Yang Zhixun, van Os Hendrikus J A, Kist Janet M, Vos Rimke C, Vos Hedwig M M, Chavannes Niels H, Petrus Annelieke H J
Department of Public Health & Primary Care, Leiden University Medical Center, Albinusdreef 2, Leiden, 2333, ZA, the Netherlands.
Health Campus The Hague, Leiden University Medical Center, Albinusdreef 2, Leiden, 2333, ZA, the Netherlands.
Int J Cardiol Cardiovasc Risk Prev. 2025 Aug 5;27:200483. doi: 10.1016/j.ijcrp.2025.200483. eCollection 2025 Dec.
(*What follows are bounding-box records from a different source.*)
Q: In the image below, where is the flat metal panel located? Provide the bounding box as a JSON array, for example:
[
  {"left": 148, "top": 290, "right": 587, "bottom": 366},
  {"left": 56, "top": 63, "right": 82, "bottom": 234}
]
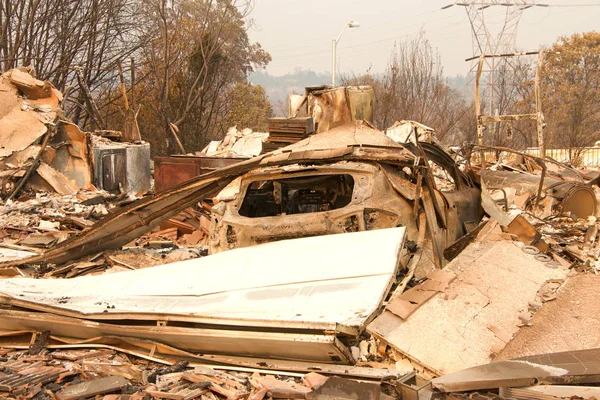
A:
[
  {"left": 154, "top": 156, "right": 245, "bottom": 192},
  {"left": 100, "top": 149, "right": 127, "bottom": 192},
  {"left": 0, "top": 227, "right": 405, "bottom": 330}
]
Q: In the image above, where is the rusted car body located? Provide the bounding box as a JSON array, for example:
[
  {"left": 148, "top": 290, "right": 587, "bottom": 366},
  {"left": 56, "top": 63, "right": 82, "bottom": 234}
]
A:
[
  {"left": 209, "top": 124, "right": 483, "bottom": 274},
  {"left": 3, "top": 122, "right": 483, "bottom": 277}
]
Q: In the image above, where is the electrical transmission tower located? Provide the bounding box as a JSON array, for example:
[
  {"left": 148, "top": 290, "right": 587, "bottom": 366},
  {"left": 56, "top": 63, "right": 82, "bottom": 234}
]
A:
[
  {"left": 444, "top": 0, "right": 548, "bottom": 114},
  {"left": 442, "top": 0, "right": 549, "bottom": 161}
]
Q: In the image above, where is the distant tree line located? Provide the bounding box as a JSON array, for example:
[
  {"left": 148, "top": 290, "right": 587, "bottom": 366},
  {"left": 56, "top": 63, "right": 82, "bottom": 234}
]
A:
[{"left": 344, "top": 32, "right": 600, "bottom": 161}]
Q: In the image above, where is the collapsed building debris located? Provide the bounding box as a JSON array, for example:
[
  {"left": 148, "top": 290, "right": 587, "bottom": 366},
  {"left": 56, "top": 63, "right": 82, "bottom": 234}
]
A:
[
  {"left": 5, "top": 77, "right": 600, "bottom": 400},
  {"left": 2, "top": 123, "right": 482, "bottom": 275},
  {"left": 0, "top": 68, "right": 150, "bottom": 199},
  {"left": 0, "top": 332, "right": 404, "bottom": 400},
  {"left": 0, "top": 228, "right": 406, "bottom": 363}
]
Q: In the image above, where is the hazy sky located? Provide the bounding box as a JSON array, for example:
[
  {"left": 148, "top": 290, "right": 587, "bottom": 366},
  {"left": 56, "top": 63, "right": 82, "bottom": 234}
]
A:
[{"left": 249, "top": 0, "right": 600, "bottom": 76}]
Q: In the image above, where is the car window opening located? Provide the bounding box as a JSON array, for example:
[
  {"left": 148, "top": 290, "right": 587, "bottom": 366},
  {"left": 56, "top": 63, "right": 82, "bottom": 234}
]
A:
[{"left": 239, "top": 174, "right": 354, "bottom": 218}]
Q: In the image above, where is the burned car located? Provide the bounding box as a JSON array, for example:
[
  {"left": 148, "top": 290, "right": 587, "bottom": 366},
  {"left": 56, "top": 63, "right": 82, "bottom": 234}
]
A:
[
  {"left": 209, "top": 124, "right": 483, "bottom": 274},
  {"left": 3, "top": 121, "right": 483, "bottom": 277}
]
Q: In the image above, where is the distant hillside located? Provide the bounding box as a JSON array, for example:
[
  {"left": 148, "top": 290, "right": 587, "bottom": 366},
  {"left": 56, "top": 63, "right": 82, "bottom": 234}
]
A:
[
  {"left": 249, "top": 69, "right": 472, "bottom": 116},
  {"left": 249, "top": 69, "right": 331, "bottom": 116}
]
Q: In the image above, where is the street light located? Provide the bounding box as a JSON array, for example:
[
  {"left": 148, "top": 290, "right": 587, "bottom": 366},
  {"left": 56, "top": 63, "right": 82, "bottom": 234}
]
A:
[{"left": 331, "top": 21, "right": 360, "bottom": 87}]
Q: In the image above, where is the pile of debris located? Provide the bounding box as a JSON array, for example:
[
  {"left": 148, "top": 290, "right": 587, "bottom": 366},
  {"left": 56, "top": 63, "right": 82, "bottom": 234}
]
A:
[
  {"left": 196, "top": 126, "right": 269, "bottom": 158},
  {"left": 478, "top": 148, "right": 600, "bottom": 273},
  {"left": 0, "top": 69, "right": 92, "bottom": 199},
  {"left": 0, "top": 74, "right": 600, "bottom": 400},
  {"left": 0, "top": 68, "right": 150, "bottom": 200},
  {"left": 0, "top": 332, "right": 398, "bottom": 400}
]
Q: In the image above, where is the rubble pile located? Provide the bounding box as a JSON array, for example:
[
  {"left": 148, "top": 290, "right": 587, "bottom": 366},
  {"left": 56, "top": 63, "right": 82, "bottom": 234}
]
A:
[
  {"left": 479, "top": 148, "right": 600, "bottom": 273},
  {"left": 0, "top": 332, "right": 398, "bottom": 400},
  {"left": 196, "top": 126, "right": 269, "bottom": 158},
  {"left": 0, "top": 68, "right": 93, "bottom": 198},
  {"left": 0, "top": 75, "right": 600, "bottom": 400}
]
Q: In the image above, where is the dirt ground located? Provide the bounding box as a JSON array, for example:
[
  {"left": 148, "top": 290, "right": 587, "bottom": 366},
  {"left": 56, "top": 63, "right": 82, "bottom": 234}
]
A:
[{"left": 496, "top": 273, "right": 600, "bottom": 361}]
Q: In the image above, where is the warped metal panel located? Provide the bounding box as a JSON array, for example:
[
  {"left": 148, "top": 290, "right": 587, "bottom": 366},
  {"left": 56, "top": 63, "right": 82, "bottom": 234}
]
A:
[
  {"left": 0, "top": 310, "right": 352, "bottom": 363},
  {"left": 0, "top": 227, "right": 405, "bottom": 332}
]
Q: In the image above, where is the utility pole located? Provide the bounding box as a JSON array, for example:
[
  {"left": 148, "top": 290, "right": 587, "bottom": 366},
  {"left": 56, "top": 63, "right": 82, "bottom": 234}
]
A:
[
  {"left": 474, "top": 51, "right": 546, "bottom": 166},
  {"left": 331, "top": 21, "right": 360, "bottom": 87},
  {"left": 442, "top": 0, "right": 550, "bottom": 165}
]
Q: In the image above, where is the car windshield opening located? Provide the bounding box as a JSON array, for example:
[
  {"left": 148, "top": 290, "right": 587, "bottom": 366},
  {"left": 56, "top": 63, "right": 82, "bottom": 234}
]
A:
[{"left": 239, "top": 174, "right": 354, "bottom": 218}]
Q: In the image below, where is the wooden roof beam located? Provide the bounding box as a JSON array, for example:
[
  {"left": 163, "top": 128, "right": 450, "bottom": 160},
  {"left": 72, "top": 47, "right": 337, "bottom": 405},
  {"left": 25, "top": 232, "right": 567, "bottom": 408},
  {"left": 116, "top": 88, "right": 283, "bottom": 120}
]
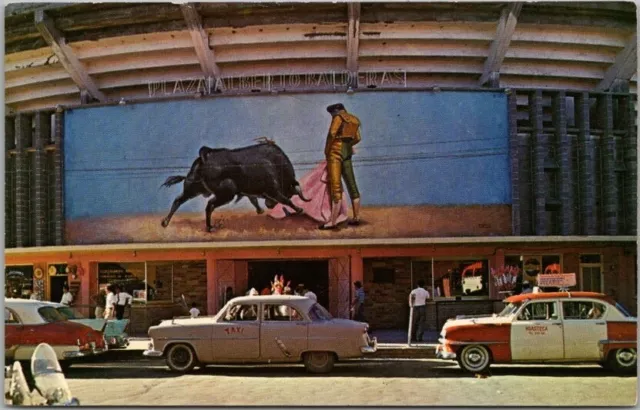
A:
[
  {"left": 480, "top": 3, "right": 522, "bottom": 87},
  {"left": 347, "top": 3, "right": 360, "bottom": 86},
  {"left": 180, "top": 3, "right": 220, "bottom": 78},
  {"left": 596, "top": 33, "right": 638, "bottom": 91},
  {"left": 35, "top": 10, "right": 107, "bottom": 102}
]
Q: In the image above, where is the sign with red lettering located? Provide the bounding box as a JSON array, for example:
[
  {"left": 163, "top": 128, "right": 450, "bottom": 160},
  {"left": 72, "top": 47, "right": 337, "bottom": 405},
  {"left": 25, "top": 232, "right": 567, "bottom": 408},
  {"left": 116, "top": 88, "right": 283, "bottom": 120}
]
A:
[
  {"left": 538, "top": 273, "right": 576, "bottom": 288},
  {"left": 526, "top": 325, "right": 548, "bottom": 336}
]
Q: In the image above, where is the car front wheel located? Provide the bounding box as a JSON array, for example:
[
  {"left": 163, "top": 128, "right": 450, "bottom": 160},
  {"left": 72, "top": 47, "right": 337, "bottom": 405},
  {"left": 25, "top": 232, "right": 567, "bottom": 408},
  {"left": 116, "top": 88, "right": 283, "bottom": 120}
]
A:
[
  {"left": 167, "top": 344, "right": 197, "bottom": 373},
  {"left": 304, "top": 352, "right": 335, "bottom": 373},
  {"left": 607, "top": 348, "right": 638, "bottom": 373},
  {"left": 458, "top": 345, "right": 491, "bottom": 373}
]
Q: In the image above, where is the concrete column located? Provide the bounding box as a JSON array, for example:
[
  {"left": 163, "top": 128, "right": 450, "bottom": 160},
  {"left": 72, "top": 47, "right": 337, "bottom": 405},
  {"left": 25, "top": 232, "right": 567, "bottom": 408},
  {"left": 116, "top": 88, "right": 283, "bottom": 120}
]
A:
[
  {"left": 207, "top": 253, "right": 218, "bottom": 315},
  {"left": 553, "top": 91, "right": 577, "bottom": 235},
  {"left": 529, "top": 90, "right": 549, "bottom": 236},
  {"left": 598, "top": 94, "right": 618, "bottom": 235},
  {"left": 576, "top": 92, "right": 598, "bottom": 235},
  {"left": 53, "top": 109, "right": 65, "bottom": 245},
  {"left": 15, "top": 114, "right": 33, "bottom": 248},
  {"left": 32, "top": 112, "right": 51, "bottom": 246},
  {"left": 507, "top": 91, "right": 522, "bottom": 236}
]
Pregnancy-related factors are associated with an increased risk of cardiovascular disease (CVD) and may help identify women at high cardiovascular risk. This study aims to provide an overview of prediction models for CVD which included pregnancy-related factors and to evaluate the impact of these factors on model performance.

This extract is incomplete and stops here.